Laksh watched with a calm smile, then mirrored the seal. His spirit emerged as well, cross-legged and motionless—serene and deadly. Then both spirits surged, and ki exploded from them like celestial rivers torn free from heaven.
Two beams of power launched like arrows of concentrated existence, colliding mid-sky with force that shredded clouds, fractured wind, and made earth tremble. The land below cracked. The land below cracked. The world beneath them crumbled, but still, the warriors did not yield.

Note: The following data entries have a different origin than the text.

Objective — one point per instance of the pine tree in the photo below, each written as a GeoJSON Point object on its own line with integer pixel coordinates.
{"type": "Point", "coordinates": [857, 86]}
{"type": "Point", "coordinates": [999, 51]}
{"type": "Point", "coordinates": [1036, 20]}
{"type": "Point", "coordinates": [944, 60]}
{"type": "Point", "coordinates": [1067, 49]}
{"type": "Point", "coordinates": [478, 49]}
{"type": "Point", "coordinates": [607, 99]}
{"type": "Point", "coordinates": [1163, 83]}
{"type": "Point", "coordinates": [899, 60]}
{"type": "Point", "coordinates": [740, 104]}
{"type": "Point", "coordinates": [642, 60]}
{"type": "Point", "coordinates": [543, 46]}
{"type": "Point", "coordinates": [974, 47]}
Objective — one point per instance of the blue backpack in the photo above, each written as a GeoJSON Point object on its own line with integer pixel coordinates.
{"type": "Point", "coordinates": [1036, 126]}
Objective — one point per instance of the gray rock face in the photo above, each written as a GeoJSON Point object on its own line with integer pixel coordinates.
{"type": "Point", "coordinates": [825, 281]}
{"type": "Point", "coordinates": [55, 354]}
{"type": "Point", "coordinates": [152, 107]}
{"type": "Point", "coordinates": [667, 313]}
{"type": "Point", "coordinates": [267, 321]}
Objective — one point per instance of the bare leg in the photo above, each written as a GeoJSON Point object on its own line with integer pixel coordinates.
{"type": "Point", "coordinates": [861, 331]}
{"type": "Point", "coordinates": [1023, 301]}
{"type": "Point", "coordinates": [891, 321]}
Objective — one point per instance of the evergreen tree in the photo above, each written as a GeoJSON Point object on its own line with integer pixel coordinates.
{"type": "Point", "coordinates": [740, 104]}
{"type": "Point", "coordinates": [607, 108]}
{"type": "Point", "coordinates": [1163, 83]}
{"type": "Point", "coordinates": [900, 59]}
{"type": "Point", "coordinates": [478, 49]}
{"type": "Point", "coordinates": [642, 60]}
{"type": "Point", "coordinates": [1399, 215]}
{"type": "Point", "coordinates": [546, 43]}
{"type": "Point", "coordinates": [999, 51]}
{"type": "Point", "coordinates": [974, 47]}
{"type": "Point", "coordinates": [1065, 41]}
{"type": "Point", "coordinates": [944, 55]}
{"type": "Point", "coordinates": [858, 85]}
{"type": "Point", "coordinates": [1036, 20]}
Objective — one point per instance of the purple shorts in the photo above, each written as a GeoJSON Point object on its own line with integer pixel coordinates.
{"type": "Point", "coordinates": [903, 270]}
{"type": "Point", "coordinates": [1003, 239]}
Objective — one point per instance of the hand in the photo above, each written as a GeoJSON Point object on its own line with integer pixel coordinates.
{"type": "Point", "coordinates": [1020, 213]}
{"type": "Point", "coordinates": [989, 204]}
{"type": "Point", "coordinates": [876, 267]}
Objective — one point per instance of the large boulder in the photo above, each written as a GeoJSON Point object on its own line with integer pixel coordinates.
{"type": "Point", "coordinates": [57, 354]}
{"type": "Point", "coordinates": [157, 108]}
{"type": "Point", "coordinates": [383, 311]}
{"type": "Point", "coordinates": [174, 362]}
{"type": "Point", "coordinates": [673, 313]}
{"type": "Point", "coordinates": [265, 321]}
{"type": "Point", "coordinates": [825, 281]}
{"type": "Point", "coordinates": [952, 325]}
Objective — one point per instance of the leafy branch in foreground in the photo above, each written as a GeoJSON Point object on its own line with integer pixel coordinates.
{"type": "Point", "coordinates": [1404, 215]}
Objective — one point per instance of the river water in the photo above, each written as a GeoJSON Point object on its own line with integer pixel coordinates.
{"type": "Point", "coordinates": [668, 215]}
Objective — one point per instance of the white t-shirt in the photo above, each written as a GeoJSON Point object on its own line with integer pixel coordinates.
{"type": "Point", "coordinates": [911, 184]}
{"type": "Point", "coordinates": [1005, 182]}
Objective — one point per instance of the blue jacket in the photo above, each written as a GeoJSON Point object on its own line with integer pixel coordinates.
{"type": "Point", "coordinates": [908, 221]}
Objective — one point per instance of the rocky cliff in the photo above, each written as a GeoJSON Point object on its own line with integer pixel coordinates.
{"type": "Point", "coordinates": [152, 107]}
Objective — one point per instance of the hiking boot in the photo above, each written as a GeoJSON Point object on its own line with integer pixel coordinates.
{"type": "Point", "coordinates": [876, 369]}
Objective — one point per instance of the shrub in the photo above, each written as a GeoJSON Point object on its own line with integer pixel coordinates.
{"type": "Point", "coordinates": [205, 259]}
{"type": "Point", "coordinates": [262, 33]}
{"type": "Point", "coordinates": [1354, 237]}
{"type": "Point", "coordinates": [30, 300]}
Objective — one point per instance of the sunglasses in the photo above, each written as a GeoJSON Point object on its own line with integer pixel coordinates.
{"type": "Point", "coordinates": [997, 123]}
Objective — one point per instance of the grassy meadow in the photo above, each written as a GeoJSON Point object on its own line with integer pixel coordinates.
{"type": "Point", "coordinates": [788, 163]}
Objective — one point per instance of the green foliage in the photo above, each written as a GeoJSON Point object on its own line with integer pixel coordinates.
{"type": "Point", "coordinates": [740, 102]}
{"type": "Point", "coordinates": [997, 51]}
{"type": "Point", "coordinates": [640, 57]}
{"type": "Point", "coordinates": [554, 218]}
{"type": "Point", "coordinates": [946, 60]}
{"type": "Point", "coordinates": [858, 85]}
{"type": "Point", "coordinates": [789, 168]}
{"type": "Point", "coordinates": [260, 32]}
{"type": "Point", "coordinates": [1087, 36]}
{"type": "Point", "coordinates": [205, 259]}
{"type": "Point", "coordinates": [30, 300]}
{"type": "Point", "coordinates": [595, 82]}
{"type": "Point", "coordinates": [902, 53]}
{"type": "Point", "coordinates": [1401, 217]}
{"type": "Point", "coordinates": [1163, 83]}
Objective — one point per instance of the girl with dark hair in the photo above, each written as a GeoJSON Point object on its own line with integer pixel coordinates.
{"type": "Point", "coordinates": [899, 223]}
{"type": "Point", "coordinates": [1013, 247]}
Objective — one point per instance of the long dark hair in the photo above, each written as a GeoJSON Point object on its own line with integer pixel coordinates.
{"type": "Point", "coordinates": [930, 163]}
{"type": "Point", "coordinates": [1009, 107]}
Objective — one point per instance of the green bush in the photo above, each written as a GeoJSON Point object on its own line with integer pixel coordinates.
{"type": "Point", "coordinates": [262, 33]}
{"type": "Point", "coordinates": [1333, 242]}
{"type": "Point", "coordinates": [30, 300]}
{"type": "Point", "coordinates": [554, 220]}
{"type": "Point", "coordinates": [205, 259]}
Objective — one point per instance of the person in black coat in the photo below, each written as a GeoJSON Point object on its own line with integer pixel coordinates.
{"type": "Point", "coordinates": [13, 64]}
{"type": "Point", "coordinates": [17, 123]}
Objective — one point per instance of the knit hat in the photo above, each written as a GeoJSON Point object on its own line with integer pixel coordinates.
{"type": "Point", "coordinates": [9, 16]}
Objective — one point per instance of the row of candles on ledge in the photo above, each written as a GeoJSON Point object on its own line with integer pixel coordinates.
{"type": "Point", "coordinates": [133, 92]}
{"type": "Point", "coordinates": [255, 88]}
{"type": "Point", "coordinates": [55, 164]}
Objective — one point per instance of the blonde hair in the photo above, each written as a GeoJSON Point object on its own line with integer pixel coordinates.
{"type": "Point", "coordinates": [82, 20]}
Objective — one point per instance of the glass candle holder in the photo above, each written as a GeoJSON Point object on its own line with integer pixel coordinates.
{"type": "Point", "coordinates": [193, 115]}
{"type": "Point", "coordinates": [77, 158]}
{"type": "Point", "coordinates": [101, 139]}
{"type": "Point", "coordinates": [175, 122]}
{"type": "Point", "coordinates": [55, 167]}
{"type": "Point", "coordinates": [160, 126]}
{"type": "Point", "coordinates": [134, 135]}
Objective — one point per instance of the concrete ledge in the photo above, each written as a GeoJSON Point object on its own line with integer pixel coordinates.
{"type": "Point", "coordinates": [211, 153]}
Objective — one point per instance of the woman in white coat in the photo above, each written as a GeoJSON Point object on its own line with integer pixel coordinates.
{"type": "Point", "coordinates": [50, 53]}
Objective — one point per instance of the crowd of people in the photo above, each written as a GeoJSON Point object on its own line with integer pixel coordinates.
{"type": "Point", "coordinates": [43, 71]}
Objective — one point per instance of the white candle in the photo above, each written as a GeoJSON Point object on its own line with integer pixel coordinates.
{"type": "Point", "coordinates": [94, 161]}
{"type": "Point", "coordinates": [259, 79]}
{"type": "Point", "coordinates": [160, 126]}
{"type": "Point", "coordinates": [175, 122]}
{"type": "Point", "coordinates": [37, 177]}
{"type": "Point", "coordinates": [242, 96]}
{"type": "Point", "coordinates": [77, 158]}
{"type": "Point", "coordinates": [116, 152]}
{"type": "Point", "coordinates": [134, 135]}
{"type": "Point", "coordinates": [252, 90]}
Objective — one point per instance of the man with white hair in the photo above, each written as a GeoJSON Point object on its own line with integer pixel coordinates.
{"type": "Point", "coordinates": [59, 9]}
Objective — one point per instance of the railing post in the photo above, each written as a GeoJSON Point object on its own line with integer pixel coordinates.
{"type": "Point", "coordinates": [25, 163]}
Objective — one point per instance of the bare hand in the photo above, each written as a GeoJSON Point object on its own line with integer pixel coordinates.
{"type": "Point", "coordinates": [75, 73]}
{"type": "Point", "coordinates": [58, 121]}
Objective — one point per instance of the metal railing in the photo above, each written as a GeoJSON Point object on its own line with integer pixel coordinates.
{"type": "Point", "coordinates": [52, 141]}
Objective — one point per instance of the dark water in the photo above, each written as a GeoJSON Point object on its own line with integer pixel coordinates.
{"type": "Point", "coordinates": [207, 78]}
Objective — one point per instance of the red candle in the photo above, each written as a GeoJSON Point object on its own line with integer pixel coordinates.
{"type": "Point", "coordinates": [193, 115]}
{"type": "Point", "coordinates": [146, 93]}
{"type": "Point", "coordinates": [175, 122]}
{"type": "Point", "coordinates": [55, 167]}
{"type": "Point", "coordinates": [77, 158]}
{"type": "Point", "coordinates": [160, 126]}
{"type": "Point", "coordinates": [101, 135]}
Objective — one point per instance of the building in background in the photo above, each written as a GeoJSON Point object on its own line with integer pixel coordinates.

They soared upward, spiraling like twin meteors chasing the sun. Below them, war ignited fully—clans, sects, warriors colliding as if history itself demanded blood. Screams mixed with steel, clouds stained in darkness and thunder above them and amongst them, Eklavya stood silent, like the calm inside a hurricane. No soul power was used, none needed.His body alone was a weapon enough to crush five-star Master warriors. Yet the young master of Light Rain blocked his path, refusing to allow Eklavya Rudra to massacre disciples like insects, daring to stand before a storm with a sword of rain.
The battlefield burned across the sky and land alike.